Quo Vadis, Aida?' e o gélido bafo da morte - Ultraverso
Jasna Đuričić dá vida à Aida na produção de Jasmila Žbanić (Foto: Divulgação/Synapse)

“Eu moro na Bósnia e isso é algo que nós consideramos um trauma nacional. Todo mundo sofre com o fato de que não fizeram nada para salvar as pessoas, é um sentimento real de traição e sabemos todas as histórias dos assassinatos. Eu conheço muitos sobreviventes, especialmente mães que perderam seus filhos, maridos e muitos familiares – conheço uma mulher que perdeu seis, por exemplo. Isso é devastador”, conta a diretora.

Com um ponto de vista diferente do que estamos acostumados em produções com essa temática, Jasmila Žbanić mostra os duros efeitos do conflito sob o olhar materno.

A luta de uma mãe que representa uma nação

O título do longa Quo vadis, Aida?’ – na tradução do latim significa “Aonde vai, Aida?” – faz referência a protagonista do filme e também a uma passagem da Bíblia, em que São Pedro faz essa pergunta a Jesus, que está a caminho de Roma para novamente ser crucificado.

“Há dez anos, eu cheguei a conclusão de que deveria falar disso em um filme, mas fiquei com receio de fazer devido ao grande teor emocional e por questões políticas. A Sérvia até hoje diz que esse genocídio nunca aconteceu, que não é verdade, então, há cinco anos, eu decidi que iria atrás disso”, explica a cineasta.

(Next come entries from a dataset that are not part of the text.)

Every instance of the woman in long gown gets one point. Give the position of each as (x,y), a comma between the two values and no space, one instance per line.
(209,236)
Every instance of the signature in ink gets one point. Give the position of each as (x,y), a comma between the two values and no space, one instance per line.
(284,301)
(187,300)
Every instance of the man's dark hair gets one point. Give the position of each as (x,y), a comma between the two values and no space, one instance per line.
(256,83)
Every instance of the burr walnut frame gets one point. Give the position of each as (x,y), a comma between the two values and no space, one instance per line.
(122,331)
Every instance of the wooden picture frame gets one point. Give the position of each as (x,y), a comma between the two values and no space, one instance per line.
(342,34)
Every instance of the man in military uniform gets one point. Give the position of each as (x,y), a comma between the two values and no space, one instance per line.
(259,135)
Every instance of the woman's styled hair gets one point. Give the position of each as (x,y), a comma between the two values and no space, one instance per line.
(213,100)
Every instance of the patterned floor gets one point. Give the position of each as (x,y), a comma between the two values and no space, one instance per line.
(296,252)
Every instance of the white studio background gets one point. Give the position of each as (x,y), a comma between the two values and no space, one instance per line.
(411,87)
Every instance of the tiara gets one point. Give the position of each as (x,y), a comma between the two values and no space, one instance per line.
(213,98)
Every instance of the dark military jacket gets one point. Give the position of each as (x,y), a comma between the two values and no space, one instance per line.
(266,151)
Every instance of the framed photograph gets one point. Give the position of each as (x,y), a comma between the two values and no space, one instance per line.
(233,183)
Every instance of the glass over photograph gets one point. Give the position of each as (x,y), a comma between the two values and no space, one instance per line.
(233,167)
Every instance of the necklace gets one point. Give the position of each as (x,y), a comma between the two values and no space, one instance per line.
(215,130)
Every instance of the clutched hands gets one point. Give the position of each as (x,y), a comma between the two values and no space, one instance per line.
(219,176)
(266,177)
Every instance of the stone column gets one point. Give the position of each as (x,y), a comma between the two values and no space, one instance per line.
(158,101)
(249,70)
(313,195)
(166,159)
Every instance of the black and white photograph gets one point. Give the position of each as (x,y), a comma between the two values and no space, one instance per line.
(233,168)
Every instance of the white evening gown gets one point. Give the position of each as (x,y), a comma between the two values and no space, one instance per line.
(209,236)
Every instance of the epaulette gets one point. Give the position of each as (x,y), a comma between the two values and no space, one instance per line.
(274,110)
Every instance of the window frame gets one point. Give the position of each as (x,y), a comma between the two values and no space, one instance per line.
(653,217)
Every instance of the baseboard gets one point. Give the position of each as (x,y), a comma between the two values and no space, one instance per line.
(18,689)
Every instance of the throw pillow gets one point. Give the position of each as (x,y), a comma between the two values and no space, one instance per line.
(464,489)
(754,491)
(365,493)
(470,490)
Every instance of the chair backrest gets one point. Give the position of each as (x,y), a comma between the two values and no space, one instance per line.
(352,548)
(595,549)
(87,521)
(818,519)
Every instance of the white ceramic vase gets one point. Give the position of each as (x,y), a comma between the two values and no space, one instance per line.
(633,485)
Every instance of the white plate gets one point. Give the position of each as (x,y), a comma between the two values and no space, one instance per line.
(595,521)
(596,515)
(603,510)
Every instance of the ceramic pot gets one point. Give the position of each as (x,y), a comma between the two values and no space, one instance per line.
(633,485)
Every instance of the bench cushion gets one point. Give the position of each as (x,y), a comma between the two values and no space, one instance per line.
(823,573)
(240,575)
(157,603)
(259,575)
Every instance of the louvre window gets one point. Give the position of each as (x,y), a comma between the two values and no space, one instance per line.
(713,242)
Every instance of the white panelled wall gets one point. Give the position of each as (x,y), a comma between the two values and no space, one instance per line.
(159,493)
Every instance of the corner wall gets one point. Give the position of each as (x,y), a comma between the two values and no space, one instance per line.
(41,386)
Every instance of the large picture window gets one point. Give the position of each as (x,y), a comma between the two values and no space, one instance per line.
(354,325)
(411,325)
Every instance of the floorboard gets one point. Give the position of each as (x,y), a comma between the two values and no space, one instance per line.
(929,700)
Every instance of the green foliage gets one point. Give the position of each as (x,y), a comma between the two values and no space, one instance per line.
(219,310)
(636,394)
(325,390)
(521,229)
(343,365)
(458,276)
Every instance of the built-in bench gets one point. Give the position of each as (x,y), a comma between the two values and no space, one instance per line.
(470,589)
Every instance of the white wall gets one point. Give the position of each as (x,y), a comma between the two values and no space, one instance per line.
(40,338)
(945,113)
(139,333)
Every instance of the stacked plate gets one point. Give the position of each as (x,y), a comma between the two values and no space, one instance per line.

“Comecei uma profunda pesquisa e resolvi contar a história sob a perspectiva de uma mãe, que está tentando proteger sua família e também é tradutora da Organização das Nações Unidas, ela tem noção de como as coisas funcionam ali. No entanto, sendo bósnia, ela tem que aceitar seu destino”.

A história é basicamente uma corrida contra o tempo dessa uma mãe, querendo salvar seus filhos e o marido da iminente execução. É um filme difícil de assistir, e a cineasta conseguiu fazer uma construção muito realista do que a protagonista está passando.

Interpretada pela sérvia Jasna Đuričić, a narrativa ganha camadas ainda mais profundas com o belíssimo trabalho da atriz. Žbanić ficou com receio de Đuričić recusar o papel por conta da situação complicada da Bósnia com a Sérvia – esse, sim, o país independente vizinho, formado em sua maioria pela população sérvia.

Indicado ao Oscar, 'Quo vadis, Aida?' estreia no streaming - Jornal O Globo
‘Quo Vadis, Aida?’ concorre no Oscar na categoria de melhor filme estrangeiro (Foto: Divulgação/Synapse)

“Jasna Đuričić é uma atriz fantástica , eu já a conhecia de outros filmes, ela também é muito conhecida no teatro. Ela é sérvia, mora na Sérvia, então quando eu a ofereci o papel eu achei que talvez fosse um problema ela aceitar por já ter noção do assunto e o quão ele ainda fomenta discussões políticas nas regiões em que vivemos. Eu imaginei que para um ator fosse muito difícil passar por esse processo e ela aceitou imediatamente pois acreditava na história e que, como uma profissional, deveria fazer personagens que gosta e desgosta”.

Đuričić não só aceitou o trabalho como também reconheceu sobre a importância do filme, concordando com Žbanić que já passou da hora de falarem do Massacre de Srebrenica.

“Eu tentei ser o mais
precisa possível”

Para que ‘Quo Vadis, Aida?’ fosse o mais crível possível, Jasmila Žbanić contou com o auxílio de um consultor que trabalhou na Organização das Nações Unidas. Ele tinha conhecimento de como funcionava tudo na instituição, incluindo os comandantes. Mas tiveram pessoas que se recusaram a falar sobre o Massacre de Srebrenica. Para compor o projeto todo, ela trabalhou também com materiais de pesquisa – entrevistas, documentos e declarações, de quem teve algum contato com o que aconteceu. 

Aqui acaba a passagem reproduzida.